Finally, para 4.15 defines that the operating organization shall not intentionally exceed the
operational limits and conditions. Where circumstances necessitate plant operation outside the
operational limits and conditions, clear formal instructions for such operations shall be
developed, on the basis of safety analysis, if applicable. These instructions shall include
instructions for returning the plant to normal operation within the operational limits and
conditions. The instructions shall also include specification of the arrangements for approval
by the operating organization and the regulatory body, as appropriate, of the changed
operational limits and conditions, prior to operation under these changed operational limits
and conditions.
IAEA Safety Guide NS-G-2.2 [3] defines the requirements for plant safety limits, limiting
safety systems settings, surveillance requirements and limits and conditions for normal
operations. Under section 6 the requirements for the limits and conditions for normal
operations are described in details. Among others:
6.2 The limits and conditions for normal operation should include limits on operating
parameters, stipulations for minimum amount of operable equipment, minimum staffing
levels, prescribed actions to be taken by the operating staff in the event of deviations from
the established OLCs and the time allowed to complete these actions. The limits should
also include parameters important to safety, such as the chemical composition of working
media, their activity contents and limits on discharges of radioactive material to the
environment.
6.3. Operability requirements should state for the various modes of normal operation the
number of systems or components important to safety that should be either in operating
condition or in standby condition. These operability requirements together define the
minimum safe plant configuration for each mode of normal operation. Where operability
requirements cannot be met to the extent intended, the actions to be taken to manoeuvre the
plant to a safer state, such as power reduction or reactor shutdown, should be specified, and
the time allowed to complete the action should also be stated.

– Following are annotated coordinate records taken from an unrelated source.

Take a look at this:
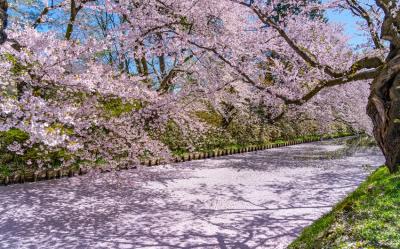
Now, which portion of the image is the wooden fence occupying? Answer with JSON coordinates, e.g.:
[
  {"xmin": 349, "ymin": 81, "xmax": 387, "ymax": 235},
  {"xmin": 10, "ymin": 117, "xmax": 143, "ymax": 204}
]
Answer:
[{"xmin": 0, "ymin": 135, "xmax": 350, "ymax": 185}]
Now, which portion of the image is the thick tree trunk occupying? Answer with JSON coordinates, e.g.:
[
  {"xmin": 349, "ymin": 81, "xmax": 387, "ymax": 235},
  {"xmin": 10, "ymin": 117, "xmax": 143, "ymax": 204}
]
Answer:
[{"xmin": 367, "ymin": 48, "xmax": 400, "ymax": 173}]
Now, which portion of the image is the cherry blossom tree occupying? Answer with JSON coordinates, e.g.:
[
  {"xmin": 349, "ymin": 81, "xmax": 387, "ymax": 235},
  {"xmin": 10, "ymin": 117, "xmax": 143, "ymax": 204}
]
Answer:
[{"xmin": 0, "ymin": 0, "xmax": 400, "ymax": 172}]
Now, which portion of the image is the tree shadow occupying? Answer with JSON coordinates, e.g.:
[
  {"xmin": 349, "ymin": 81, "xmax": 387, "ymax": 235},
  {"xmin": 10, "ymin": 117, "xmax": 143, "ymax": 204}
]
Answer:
[{"xmin": 0, "ymin": 138, "xmax": 383, "ymax": 249}]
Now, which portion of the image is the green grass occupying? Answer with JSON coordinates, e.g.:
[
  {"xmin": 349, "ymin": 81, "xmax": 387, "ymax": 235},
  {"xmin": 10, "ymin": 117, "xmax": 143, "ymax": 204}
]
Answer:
[{"xmin": 288, "ymin": 167, "xmax": 400, "ymax": 249}]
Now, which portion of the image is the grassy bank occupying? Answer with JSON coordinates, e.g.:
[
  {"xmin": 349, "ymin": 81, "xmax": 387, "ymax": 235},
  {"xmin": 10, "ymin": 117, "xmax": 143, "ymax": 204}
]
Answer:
[{"xmin": 289, "ymin": 167, "xmax": 400, "ymax": 249}]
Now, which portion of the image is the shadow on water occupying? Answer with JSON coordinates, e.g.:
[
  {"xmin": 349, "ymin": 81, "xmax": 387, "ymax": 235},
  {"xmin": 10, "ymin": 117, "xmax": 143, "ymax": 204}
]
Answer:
[{"xmin": 0, "ymin": 137, "xmax": 383, "ymax": 249}]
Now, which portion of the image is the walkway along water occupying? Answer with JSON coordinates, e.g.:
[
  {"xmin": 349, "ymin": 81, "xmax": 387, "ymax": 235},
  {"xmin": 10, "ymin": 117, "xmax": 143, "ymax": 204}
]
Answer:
[{"xmin": 0, "ymin": 138, "xmax": 384, "ymax": 249}]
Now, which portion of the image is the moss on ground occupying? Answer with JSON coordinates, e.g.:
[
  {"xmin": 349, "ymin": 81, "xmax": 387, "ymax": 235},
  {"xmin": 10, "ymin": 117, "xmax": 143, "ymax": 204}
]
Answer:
[{"xmin": 288, "ymin": 167, "xmax": 400, "ymax": 249}]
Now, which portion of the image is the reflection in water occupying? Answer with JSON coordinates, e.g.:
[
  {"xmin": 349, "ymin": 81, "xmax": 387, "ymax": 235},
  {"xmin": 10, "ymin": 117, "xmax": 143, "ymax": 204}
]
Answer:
[
  {"xmin": 294, "ymin": 135, "xmax": 382, "ymax": 160},
  {"xmin": 0, "ymin": 138, "xmax": 384, "ymax": 249}
]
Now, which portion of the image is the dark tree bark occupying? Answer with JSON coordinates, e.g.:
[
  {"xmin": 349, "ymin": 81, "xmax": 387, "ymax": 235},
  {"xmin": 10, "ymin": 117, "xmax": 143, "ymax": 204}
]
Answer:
[
  {"xmin": 367, "ymin": 46, "xmax": 400, "ymax": 173},
  {"xmin": 0, "ymin": 0, "xmax": 8, "ymax": 45}
]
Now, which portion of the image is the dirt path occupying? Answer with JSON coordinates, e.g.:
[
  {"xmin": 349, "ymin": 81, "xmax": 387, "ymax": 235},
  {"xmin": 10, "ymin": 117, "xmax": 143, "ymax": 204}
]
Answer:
[{"xmin": 0, "ymin": 139, "xmax": 384, "ymax": 249}]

6.6. When it is necessary to remove a component of a safety system from service,
confirmation should be obtained that the safety logic continues to be in accordance with
design provisions. The performance of a safety function may be affected by process
conditions or service system conditions that are not directly related to the equipment
performing the function. It should therefore be ensured that such influences are identified
and appropriate limits applied.
6.7. For the operability requirements for safety related equipment, the provisions in the
design for redundancy, the reliability of the equipment and the period over which
equipment may be inoperable without an unacceptable increase in risk should be taken into
consideration.
6.8. The allowable periods of inoperability and the cumulative effects of these periods
should be assessed in order to ensure that any increase in risk is kept to acceptable levels.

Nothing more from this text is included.